Storage tiering is hardly a new concept, although it may be coming to an end thanks to the advent of solid-state drives and innovations in the storage and hardware space. For now, it's common for organizations to place their critical data on expensive, high-performance storage arrays and then move it down the line as it winds up being accessed less frequently over time.
Eventually, older data ends up on comparatively cheap and slower storage mediums like tape. Naturally, the tradeoff for lower storage bills is leisurely data retrieval times.
Enterprises can employ a similar strategy to contain their cloud storage costs.

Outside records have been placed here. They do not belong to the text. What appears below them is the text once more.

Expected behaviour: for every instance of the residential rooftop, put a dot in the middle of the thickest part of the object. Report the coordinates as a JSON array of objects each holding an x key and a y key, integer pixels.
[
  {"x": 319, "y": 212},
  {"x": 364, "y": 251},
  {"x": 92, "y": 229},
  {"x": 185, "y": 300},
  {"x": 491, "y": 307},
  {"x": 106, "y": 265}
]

Amazon Web Services (AWS), for example, introduced its Glacier archival cloud storage service in 2012 for the low price of a penny per gigabyte (GB) per month at the time. Today, Glacier storage goes for as low as 0.4 cents per GB in some regions.
Last year, Microsoft introduced its own Azure Cool Blob storage option, which also cost customers a penny per GB per month in some areas. Now, users have another, lower-cost option called Azure Archive Blob Storage, along with new Blob-Level Tiering data lifecycle management capabilities, announced Kumail Hussain, a senior program manager at Microsoft Azure.
"Azure Archive Blob storage is designed to provide organizations with a low cost means of delivering durable, highly available, secure cloud storage for rarely accessed data with flexible latency requirements (on the order of hours)," Hussain wrote. "Archive access tier is our lowest priced storage offering. Customers with long-term storage which is rarely accessed can take advantage of this."
According to Microsoft's pricing page, Azure Archive Blob costs 0.18 cents per GB per month when the service is delivered through its cloud data center in the Eastern U.S. Customers can expect a 99 percent availability SLA (service level agreement) when the service makes its way out of the preview stage, said Hussain.
Complementing the new service is a new Blob-level Tiering feature that will allow customers to change the access tier of storage objects, or "blobs" as Microsoft calls them, among Hot, Cool or Archive.
Also in preview, it enables users to match costs to usage patterns without moving data between accounts, Hussain said. Microsoft will upgrade the accounts of customers who have large amounts of data parked in their General Purpose storage accounts, allowing them to capitalize on the new feature when it reaches general availability.
Adaptability appears to be guiding principles guiding Microsoft's cloud storage strategy.
Earlier this month, the company announced the availability of Imanis Data on Azure. The solution integrates with Azure Blob Storage and Data Lake Store, and uses the HDInsight platform from Microsoft along with software from Imanis Data (formerly Talena) to provide bid data migration and recovery services for big data applications.